Le mot impôt, quant à lui, provient du verbe imposer, dont le IM- qui s’ajoute au poser donnait jadis au mot le sens de « placer dans », comme dans importer (porter dans un autre endroit, faire venir dans son pays). 

Le verbe a ensuite dérivé vers un synonyme d’obliger, comme dans imposer son opinion, sa volonté. Il s’agit là du jeu des préfixes, ces quelques lettres placées au début des mots qui en modifient le sens. 

Ce IM-, aussi formulé IN-, est un préfixe particulier, puisqu’il sert aussi à contredire, entre autres, quand il fait partie de mots comme leimpossible ou le inapplicable (nul) de certaines rubriques de notre déclaration, où le IM-/IN- nie la possibilité ou la pertinence.

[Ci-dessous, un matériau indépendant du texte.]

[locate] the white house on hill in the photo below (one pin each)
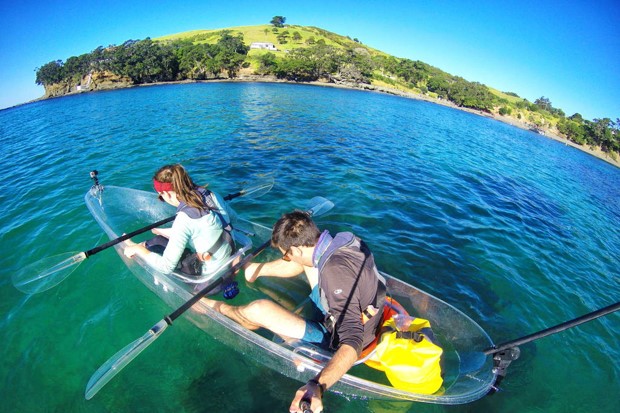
(263, 45)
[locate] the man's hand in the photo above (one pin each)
(310, 392)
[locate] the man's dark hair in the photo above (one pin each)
(295, 229)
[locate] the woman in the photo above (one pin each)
(202, 223)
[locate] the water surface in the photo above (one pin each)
(518, 231)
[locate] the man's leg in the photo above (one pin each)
(262, 314)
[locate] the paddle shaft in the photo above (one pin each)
(555, 329)
(125, 237)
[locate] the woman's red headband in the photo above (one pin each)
(162, 186)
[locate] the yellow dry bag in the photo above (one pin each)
(405, 352)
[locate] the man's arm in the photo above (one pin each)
(341, 362)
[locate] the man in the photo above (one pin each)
(346, 287)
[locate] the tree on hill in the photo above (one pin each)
(278, 21)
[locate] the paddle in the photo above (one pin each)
(503, 354)
(51, 271)
(105, 373)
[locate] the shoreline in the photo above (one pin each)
(248, 78)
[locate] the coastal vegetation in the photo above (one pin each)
(307, 54)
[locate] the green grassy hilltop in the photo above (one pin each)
(309, 54)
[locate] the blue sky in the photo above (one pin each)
(567, 51)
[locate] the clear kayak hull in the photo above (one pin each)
(468, 374)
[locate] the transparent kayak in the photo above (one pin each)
(468, 374)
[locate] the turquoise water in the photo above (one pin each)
(518, 231)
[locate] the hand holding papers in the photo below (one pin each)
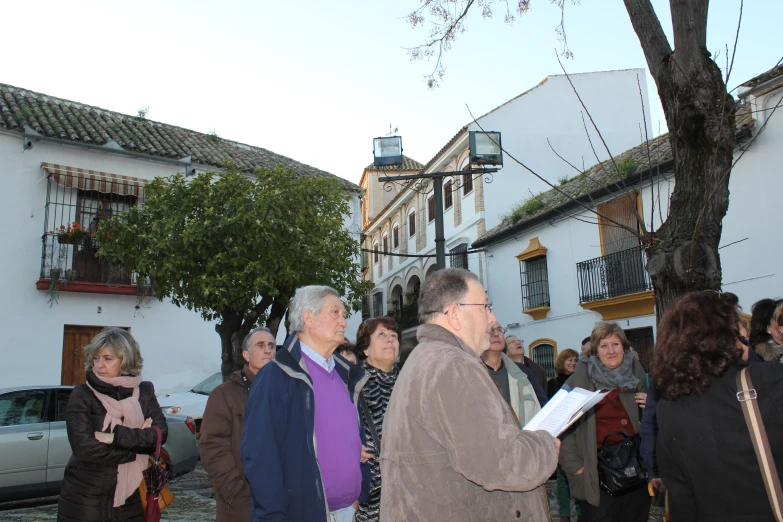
(565, 408)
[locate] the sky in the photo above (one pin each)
(317, 81)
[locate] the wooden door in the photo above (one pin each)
(75, 338)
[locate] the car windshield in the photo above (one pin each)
(206, 386)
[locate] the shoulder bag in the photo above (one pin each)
(620, 465)
(747, 395)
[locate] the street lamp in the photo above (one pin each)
(387, 151)
(485, 149)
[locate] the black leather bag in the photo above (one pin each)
(620, 465)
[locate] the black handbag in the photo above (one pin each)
(620, 465)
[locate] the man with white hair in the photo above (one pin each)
(302, 445)
(453, 449)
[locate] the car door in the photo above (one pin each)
(59, 447)
(24, 439)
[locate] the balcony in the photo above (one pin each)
(616, 285)
(75, 207)
(407, 316)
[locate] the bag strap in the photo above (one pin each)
(747, 396)
(158, 437)
(370, 422)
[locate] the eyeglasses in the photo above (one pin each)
(487, 306)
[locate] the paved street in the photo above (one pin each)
(194, 503)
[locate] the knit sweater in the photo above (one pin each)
(377, 392)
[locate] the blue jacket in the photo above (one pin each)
(278, 443)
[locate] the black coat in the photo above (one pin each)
(705, 453)
(90, 478)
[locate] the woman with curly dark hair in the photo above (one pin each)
(705, 454)
(378, 346)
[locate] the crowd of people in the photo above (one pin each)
(325, 430)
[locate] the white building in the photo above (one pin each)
(66, 162)
(553, 274)
(398, 218)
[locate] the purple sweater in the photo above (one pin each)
(337, 434)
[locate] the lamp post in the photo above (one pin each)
(485, 149)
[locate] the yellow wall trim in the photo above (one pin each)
(542, 340)
(537, 313)
(624, 306)
(534, 249)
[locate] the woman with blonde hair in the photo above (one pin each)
(109, 422)
(609, 365)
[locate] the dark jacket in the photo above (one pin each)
(87, 494)
(538, 371)
(219, 443)
(540, 394)
(554, 384)
(580, 447)
(705, 454)
(279, 449)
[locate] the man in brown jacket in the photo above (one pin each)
(452, 448)
(221, 430)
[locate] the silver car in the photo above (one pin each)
(34, 446)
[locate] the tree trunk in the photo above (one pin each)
(229, 325)
(683, 252)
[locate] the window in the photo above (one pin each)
(377, 304)
(61, 404)
(467, 183)
(22, 407)
(544, 356)
(459, 256)
(535, 282)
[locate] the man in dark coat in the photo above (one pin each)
(222, 426)
(302, 443)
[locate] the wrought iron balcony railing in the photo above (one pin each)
(75, 207)
(613, 275)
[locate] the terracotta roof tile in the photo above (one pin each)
(71, 121)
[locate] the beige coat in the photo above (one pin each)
(452, 447)
(580, 447)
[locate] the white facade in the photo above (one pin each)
(750, 246)
(180, 349)
(549, 111)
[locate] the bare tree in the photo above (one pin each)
(683, 252)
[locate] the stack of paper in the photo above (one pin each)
(565, 408)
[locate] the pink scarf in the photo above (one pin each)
(126, 412)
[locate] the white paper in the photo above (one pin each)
(564, 409)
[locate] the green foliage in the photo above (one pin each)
(524, 209)
(218, 243)
(627, 166)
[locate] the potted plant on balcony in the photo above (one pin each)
(71, 234)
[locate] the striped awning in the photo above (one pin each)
(85, 179)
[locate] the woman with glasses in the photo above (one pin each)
(705, 452)
(609, 365)
(378, 346)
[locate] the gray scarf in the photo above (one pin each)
(605, 379)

 C’est d’ailleurs aussi le cas du DÉ d’avoir des effets contradictoires : il peut ainsi renforcer le sens du même poser, dans le déposer qui nous fera émettre le paiement d’une somme que le gouvernement déposera dans ses comptes. 

Dans le fait de déclarer nos revenus (imposables), le DÉ- sert aussi à renforcer le clarer, de même racine que clair, c’est-à-dire « vrai ». Déclarer, c’est ainsi préciser de quels revenus nous disposons et en affirmer que l’information est exacte. 

Pourtant, pour ce faire, il faut démêler revenus et dépenses, pour en arriver aux stricts résultats nets; or, comme pour le IM-, ce DÉ- qui apparaît dans démêler porte cette fois le verbe à indiquer l’action inverse de mêler (fusionner). Tout comme défaire signifie le contraire de faire (sa déclaration). 

Ces deux préfixes ne sont pas les seuls à être ambigus, mais heureusement d’autres préfixes le sont moins. C’est notamment le cas des deux formes équivalentes PER (perforer : trouer complètement) et surtout PAR (parfaire : faire totalement). 

Dans percevoir (voir clairement) il conduit à signifier « récupérer une somme précise ». C’est ce que fait l’État percepteur (celui qui perçoit l’impôt), mais aussi le contribuable quand il a le plaisir de percevoir une somme qui lui est rendue pour avoir trop payé d’impôt.